I love to see the wide variety of other artists’ sketchbooks – always as personal and creative. It gives an insight to the character and vision of each artist. One of my favourites is Frida Kahlo’s sketchbook. It is a visual treat – soaked in inks, scribbled with line and dotted with personal iconography and drawn images. It is a deeply personal visual journal of her emotional pain, her tumultuous passions and stories of episodes in her life. It is inspiring to me as an artist and in my role as director of x2 art holidays, teaching and inspiring others in their creative journey.

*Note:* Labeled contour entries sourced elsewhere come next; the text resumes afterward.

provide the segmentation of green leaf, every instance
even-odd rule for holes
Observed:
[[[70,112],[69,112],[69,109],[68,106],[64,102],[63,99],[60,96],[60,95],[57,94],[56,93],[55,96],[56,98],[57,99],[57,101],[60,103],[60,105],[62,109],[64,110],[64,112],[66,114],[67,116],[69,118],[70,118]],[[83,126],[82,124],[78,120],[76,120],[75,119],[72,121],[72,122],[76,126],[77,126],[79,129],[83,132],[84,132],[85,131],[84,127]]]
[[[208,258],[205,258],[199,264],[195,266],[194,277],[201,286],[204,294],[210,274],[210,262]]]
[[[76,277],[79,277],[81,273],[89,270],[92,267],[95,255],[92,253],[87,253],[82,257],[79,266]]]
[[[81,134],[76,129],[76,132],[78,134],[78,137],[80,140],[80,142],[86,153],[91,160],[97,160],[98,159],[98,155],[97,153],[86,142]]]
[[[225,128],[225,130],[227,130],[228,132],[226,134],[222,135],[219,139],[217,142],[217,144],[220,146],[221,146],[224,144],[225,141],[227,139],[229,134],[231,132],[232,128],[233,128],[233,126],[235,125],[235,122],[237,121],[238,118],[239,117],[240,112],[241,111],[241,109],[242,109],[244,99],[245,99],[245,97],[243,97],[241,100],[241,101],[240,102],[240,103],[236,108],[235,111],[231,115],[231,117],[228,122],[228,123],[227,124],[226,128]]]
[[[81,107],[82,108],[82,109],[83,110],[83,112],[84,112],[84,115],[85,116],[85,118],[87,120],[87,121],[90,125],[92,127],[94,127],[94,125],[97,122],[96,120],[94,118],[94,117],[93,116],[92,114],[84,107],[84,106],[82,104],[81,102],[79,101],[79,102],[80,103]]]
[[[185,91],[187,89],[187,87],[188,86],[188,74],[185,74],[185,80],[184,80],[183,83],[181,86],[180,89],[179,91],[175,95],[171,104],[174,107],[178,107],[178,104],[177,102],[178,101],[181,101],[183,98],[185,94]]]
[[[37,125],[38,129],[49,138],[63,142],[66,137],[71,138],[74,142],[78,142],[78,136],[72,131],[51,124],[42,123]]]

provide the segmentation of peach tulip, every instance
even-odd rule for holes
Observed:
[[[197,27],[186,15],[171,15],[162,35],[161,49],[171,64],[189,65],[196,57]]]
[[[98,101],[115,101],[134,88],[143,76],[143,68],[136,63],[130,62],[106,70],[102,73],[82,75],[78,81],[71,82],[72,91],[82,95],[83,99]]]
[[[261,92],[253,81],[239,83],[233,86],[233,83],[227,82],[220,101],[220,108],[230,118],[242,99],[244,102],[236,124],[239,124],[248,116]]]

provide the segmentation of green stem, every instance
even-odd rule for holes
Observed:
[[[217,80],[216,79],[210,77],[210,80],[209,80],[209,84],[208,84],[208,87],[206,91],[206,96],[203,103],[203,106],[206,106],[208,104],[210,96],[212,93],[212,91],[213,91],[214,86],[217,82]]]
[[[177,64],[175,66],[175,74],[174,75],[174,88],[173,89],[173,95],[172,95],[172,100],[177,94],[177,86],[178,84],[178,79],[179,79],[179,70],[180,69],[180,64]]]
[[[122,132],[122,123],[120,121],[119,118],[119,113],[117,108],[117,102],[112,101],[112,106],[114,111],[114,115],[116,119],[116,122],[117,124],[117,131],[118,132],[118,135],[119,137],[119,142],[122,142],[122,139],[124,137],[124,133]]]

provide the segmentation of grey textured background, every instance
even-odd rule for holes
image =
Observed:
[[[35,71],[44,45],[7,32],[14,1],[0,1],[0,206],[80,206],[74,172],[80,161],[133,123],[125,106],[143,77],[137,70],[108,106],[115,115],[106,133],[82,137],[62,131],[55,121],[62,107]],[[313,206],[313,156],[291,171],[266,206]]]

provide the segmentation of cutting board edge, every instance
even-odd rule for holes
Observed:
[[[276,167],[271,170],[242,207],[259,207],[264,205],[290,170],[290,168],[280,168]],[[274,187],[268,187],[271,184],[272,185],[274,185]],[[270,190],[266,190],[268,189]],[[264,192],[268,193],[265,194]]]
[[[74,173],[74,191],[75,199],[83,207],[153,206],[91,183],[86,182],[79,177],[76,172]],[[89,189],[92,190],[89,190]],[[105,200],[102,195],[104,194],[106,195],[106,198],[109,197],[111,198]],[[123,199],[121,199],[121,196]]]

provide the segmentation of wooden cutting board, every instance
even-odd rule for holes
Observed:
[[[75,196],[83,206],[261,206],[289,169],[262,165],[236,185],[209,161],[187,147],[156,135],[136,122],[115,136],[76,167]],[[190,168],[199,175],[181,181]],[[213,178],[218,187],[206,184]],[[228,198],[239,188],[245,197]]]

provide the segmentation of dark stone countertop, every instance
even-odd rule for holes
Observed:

I keep all my sketchbooks as they are part of my creative journey. I spend a considerable amount of time choosing each sketchbook; selecting a leather bound or fabric-covered, homemade paper or Japanese rice paper, large for expansive expression or small to tuck into any bag. Pages will be smeared in charcoal or the earth from where I’m working, drenched in inks or high-pigmented water-colours, marked with quick, scratchy pencil sketches, collaged, all building my encyclopaedia of ideas.

From Sketchbook to Painting:

The journey from this to a painting is a convoluted process. Several versions of a concept will be explored in various media, blocked out in tonal contrast and drawn out in various compositions. However, as each painting develops it takes on a life of its own and I treasure the relationship between me, as the artist, and the painting as a living, growing work in its own right. It may sound strange but this dynamic is what keeps the energy and balance of each piece.

Poetry is any page from a sketchbook of outlines of a doorknob with thumbprints of dust, blood, dreams.”                                                                                                                                         – Carl Sandberg

Top Tip:

For those of you starting out on your creative journey, or, if you are an artist in need of a little kickstart which we all need periodically, I recommend The Artist’s Way, Julia Cameron. She guides you through daily exercises to cultivate personal creativity and confidence.